What all-encompassing (wholistic?) structuralists don't get is that what matters about a big book, or the Bible, or the Canon, is not its structure—the way its parts fit together—but rather the mere fact that all those parts are there, so that there is something for every reader.
It's like with the human body. You don't have two eyes, two ears, two kidneys, &c because they fit together beautifully or meaningfully. Having two is just better – safer – than having one. Quantity & variety are values in themselves, because they make things more antifragile.
To look for the "overall meaning" is to miss the point. Survival does not depend on what something "means" – it depends on what something can do.

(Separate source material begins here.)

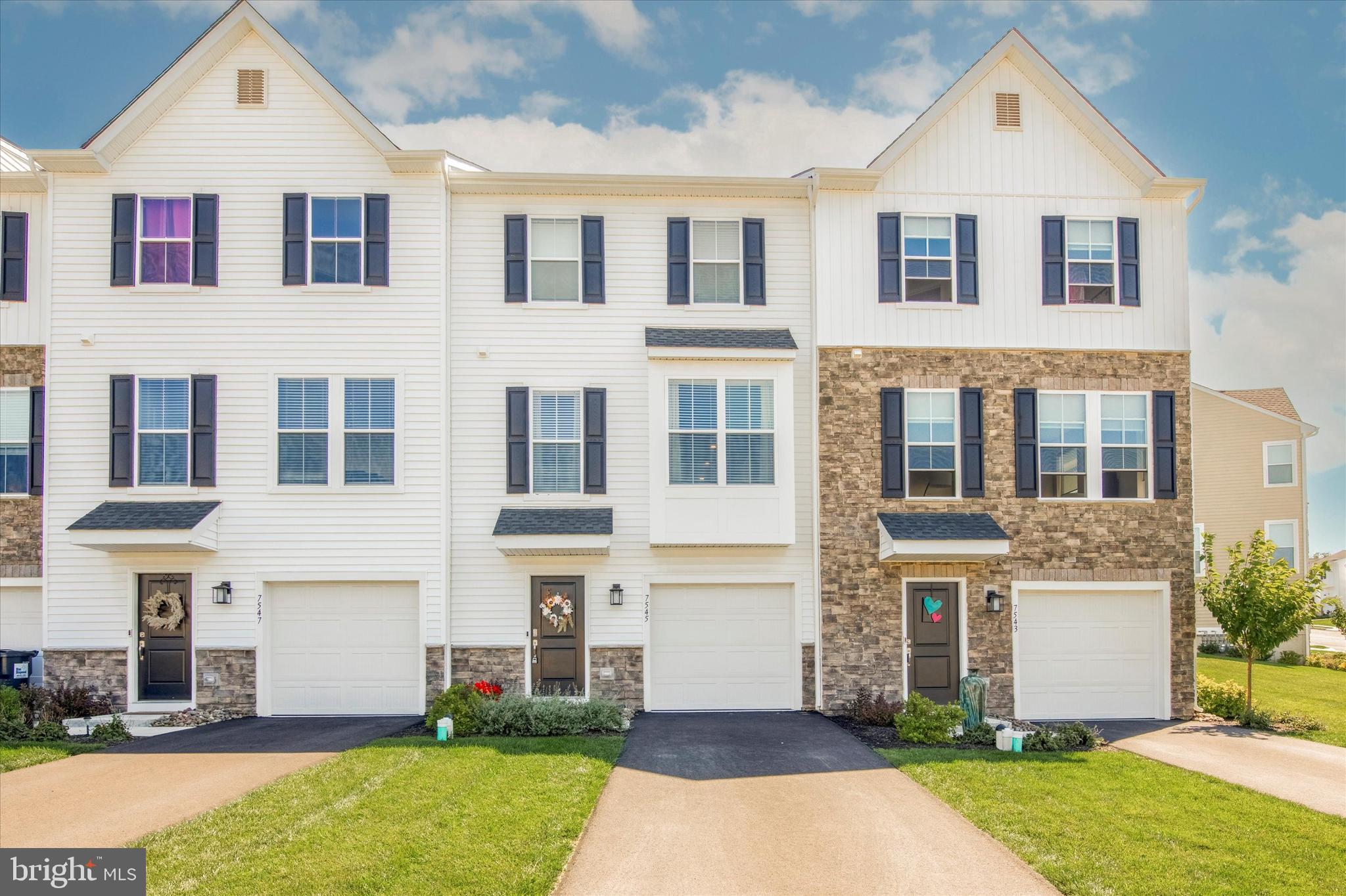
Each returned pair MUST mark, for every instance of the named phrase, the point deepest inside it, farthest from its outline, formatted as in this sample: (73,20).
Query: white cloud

The Bible has two creation narratives (and four gospels) for the same reason that the human body has two kidneys.
(Cf. Kaufmann: "Anyone who has ever written with any feeling for literary form must have felt a real regret at having to eliminate one of two inconsistent statements or passages, assuming that both were exceedingly well put & that each also said something worth saying.
A modern philosopher will generally feel that he must do something to eliminate the inconsistency . . . [but] the assumption that the author of Genesis should have felt any such constraint is downright fantastic.")
The obsession with "structure" only makes sense if one is studying architecture. But literature is not architecture. Great books are forests, not houses; else they wouldn't grow and prosper, but die of a slow death.
Literature is not like architecture. Religion is not like architecture. Culture is not like architecture. Life is not like architecture. Most things are not like architecture. Architecture is like architecture.
Taleb wisely distinguishes between robustness & antifragility. Robust things don't change through time; antifragile things get better with time. A well-structured book is robust: it doesn't change. A great book is a living organism: what makes it live on is what in it can change.